# Moose' reveal!



## spastic_jedi (Nov 11, 2009)

<3 this is my little guy Moose. I know it isn't really a great quality picture... he was a little camera shy  :lol:


----------



## krbshappy71 (Jul 17, 2009)

wow, he IS a moose! hahaha!!! Cute pic, looks like Whyte, is he an albino? (couldn't quite see the eyes to be sure)


----------



## shetland (Sep 2, 2008)

He is absolutely adorable!


----------



## spastic_jedi (Nov 11, 2009)

yeah he's a big boy! haha :lol: 

Yes he is an albino... <3 he has the most wonderful pink/red eyes  

He is on a diet right now... since he is such a tank lol :lol:


----------



## Nancy (Aug 22, 2008)

He is very cute.


----------



## shetland (Sep 2, 2008)

Be careful!!!!!!!!!!! Nancy just loves her little albino hedgies!!!!!!!!!! Moose might go missing!


----------



## spastic_jedi (Nov 11, 2009)

:lol: I'll keep a close eye on him


----------



## Linsoid (Nov 3, 2009)

Aww... looks like my lil hefty hedgie.... only if i were to dye him blonde


----------



## mel2626 (Sep 28, 2009)

Aww I love the albinos too!! The first hedgie I ever saw was an albino and that's when the love affair began!! lol

So cute!!


----------



## spastic_jedi (Nov 11, 2009)

I have a much better photo now! 










<3 My lovely Moose


----------



## shetland (Sep 2, 2008)

Aw look at that pink nose and that pink ear!


----------



## spastic_jedi (Nov 11, 2009)

Moose was a little grumpy when I was handling him here... I couldnt pick him up without having gloves on he was so angry... We managed to get this AMAZINGLY cute photo of him though!
I managed to take my gloves off a few minuted later and he (eventually) let me handle him without them... I am so blessed to have this little munchkin in my life!


----------



## LizardGirl (Aug 25, 2008)

He has a very cute face. 

You can try holding him with on a blanket or two, that is much better than gloves. If he sleeps under a blanket or something, just pick him up with that.


----------



## ILOVElily (Dec 5, 2009)

yah gloves can rlly scare the little guys, cuz it has no scent they know and they dont feel safe.

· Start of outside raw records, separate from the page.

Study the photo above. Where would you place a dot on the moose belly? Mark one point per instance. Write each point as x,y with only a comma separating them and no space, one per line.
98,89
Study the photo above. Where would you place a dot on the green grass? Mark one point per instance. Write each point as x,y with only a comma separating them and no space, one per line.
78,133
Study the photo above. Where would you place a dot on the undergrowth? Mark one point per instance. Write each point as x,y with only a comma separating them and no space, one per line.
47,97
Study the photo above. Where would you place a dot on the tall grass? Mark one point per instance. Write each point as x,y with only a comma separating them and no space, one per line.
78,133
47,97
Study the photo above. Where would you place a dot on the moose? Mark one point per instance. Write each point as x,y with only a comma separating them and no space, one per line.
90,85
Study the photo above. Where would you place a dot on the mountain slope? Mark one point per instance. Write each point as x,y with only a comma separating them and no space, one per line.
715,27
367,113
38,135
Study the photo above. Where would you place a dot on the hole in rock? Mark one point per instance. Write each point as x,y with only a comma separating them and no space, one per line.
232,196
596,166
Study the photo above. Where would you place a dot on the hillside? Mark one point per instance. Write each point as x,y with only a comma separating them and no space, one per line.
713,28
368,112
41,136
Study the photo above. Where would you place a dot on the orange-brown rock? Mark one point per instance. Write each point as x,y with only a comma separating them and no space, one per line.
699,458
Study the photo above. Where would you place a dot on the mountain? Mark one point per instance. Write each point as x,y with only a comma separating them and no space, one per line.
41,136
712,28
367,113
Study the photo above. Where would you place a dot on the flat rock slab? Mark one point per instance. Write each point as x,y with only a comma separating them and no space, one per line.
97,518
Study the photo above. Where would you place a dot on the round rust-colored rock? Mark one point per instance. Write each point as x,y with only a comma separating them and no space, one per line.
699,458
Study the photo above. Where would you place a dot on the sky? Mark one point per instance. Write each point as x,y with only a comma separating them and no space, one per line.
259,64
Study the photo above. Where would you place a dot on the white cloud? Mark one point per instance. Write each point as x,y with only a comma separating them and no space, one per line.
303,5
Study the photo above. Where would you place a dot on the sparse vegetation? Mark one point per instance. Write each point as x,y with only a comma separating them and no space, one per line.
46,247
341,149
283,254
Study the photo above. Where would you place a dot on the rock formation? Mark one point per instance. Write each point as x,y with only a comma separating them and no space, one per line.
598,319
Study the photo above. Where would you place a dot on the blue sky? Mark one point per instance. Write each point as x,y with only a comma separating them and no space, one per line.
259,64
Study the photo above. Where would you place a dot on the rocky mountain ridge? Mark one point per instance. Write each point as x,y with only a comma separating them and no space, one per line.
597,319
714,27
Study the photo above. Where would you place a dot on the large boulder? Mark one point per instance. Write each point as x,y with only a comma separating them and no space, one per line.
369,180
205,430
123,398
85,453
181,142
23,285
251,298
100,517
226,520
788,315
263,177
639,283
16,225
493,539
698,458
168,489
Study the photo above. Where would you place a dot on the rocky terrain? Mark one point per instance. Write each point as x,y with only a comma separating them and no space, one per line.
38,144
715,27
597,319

i have a little albino too! aren't they adorable!  
love the name. MOOSE!


----------



## spastic_jedi (Nov 11, 2009)

To make sure they don't scare him i always let him play with them just in case he has a grumpy day and i need a little extra padding... i've tried to pick him up with a blanket but it never goes well.... he really likes the gloves since he plays with them a lot but i very rarely ever have to use them


----------



## ILOVElily (Dec 5, 2009)

oh thats good.  as long as he knows that gloves are friends not enemies, lol he should be fine


----------